Pour un plus ample exposé de la procédure et des prétentions des parties, la cour se réfère à leurs conclusions visées par le greffier, reprises et complétées oralement lors de l’audience des débats.
SUR QUOI LA COUR
1/ Sur la résiliation judiciaire du contrat de travail
Mme B X sollicite, à titre principal, la résiliation judiciaire de son contrat de travail avec effet au 25 août 2015, date de l’envoi de la notification du licenciement pour inaptitude. Lorsqu’un salarié demande la résiliation de son contrat de travail en raison de faits qu’il reproche à son employeur, tout en continuant à travailler à son service, et que ce dernier le licencie ultérieurement pour d’autres faits survenus au cours de la poursuite du contrat, le juge doit d’abord rechercher si la demande de résiliation du contrat de travail était justifiée; c’est seulement dans le cas contraire qu’il doit se prononcer sur le licenciement notifié par l’employeur. La date de la rupture est fixée à la date d’envoi de la lettre de licenciement.
Seuls peuvent être de nature à justifier la résiliation judiciaire du contrat de travail aux torts de l’employeur des faits, manquements, ou agissements de ce dernier d’une gravité suffisante de nature à empêcher la poursuite du contrat de travail.
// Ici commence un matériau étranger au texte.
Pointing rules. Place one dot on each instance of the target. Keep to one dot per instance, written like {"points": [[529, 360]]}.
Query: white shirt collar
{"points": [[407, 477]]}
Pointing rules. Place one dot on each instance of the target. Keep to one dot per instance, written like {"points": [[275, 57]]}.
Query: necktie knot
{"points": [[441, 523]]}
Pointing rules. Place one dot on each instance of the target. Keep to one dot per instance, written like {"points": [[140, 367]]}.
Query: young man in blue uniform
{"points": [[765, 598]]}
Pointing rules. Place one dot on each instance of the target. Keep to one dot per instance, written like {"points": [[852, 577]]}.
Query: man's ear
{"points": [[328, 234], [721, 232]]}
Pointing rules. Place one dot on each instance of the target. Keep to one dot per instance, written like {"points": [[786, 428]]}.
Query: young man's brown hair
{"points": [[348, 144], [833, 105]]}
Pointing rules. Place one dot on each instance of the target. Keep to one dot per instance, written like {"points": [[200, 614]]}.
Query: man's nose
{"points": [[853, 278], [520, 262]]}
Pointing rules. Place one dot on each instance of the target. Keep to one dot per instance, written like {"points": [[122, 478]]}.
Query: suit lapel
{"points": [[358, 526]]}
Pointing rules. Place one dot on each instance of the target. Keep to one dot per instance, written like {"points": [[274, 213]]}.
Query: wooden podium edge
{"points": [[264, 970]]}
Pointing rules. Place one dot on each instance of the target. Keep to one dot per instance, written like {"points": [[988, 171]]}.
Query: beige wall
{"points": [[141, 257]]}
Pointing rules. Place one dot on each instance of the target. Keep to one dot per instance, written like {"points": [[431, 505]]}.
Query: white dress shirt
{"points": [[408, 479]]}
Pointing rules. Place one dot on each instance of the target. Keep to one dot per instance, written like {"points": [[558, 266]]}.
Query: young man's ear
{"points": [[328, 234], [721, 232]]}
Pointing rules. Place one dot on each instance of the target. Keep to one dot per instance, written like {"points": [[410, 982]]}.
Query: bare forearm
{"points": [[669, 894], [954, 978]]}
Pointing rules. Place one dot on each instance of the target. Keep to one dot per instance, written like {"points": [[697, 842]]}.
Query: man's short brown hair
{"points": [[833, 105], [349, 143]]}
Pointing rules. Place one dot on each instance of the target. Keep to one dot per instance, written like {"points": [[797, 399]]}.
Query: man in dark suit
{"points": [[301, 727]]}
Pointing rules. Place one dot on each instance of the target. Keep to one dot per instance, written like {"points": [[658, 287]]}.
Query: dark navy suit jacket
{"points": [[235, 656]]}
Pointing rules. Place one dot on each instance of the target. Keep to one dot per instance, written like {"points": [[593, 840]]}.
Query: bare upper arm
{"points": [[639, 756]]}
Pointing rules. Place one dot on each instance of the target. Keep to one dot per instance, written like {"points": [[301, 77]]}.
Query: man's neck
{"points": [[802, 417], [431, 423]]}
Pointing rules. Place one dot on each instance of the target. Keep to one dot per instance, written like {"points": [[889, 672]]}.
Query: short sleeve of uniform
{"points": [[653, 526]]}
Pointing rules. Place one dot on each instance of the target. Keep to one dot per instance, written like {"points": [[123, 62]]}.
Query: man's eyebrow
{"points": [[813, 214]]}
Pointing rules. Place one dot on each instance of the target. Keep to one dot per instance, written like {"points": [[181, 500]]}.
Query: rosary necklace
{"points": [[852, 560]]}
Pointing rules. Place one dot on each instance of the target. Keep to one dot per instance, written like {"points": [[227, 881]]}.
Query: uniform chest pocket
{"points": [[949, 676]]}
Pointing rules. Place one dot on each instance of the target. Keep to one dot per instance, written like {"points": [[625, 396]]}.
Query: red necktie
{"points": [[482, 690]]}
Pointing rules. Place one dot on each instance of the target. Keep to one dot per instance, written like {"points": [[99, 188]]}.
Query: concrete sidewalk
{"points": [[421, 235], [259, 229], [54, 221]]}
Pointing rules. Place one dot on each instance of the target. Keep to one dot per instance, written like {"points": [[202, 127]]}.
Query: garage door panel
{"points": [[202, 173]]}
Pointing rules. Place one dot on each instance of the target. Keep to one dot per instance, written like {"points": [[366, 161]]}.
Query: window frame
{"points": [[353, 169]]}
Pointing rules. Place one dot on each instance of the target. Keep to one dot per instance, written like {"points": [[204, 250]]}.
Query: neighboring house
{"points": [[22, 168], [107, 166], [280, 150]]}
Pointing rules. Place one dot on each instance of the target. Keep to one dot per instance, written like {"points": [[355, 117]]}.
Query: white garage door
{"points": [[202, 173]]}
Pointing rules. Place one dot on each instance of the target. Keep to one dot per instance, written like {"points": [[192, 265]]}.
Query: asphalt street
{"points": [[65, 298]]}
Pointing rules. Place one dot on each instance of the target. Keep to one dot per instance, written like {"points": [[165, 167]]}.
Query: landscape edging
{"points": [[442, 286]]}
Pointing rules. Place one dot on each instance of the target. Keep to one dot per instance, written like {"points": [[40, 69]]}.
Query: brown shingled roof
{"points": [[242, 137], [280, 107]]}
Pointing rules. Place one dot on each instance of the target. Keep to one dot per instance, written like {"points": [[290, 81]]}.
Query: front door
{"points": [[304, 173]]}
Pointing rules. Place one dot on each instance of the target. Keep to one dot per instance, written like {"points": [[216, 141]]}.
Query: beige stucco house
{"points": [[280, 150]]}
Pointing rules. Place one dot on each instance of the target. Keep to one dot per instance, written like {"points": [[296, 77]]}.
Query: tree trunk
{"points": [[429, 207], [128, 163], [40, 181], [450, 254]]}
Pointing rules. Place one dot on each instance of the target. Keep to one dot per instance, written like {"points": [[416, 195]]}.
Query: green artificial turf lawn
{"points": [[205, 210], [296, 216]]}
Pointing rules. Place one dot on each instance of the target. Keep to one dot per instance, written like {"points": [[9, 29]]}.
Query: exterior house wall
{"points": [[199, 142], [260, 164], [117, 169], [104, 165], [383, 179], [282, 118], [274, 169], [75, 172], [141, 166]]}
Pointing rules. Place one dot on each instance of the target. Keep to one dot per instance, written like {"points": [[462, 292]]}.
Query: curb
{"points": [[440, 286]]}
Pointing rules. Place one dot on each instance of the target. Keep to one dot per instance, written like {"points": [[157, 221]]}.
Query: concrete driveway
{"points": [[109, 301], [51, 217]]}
En l’espèce, Mme B X reproche à la société BIQ les manquements suivants:
— harcèlement moral au travail, avec adoption d’un comportement injurieux et violent sur sa personne, atteinte à la vie privée par la filature par un détective privé durant la période de suspension du contrat de travail';
— sommation faite à la salariée de ne plus revenir dans l’entreprise à compter du 21 mai 2012';
— non délivrance des bulletins de paie conformes durant l’arrêt maladie, privant la salariée de sa possibilité de cotiser pour sa retraite';
— Retenue abusive de salaires concernant la part mutuelle qui a toujours été prise en charge intégralement par l’employeur.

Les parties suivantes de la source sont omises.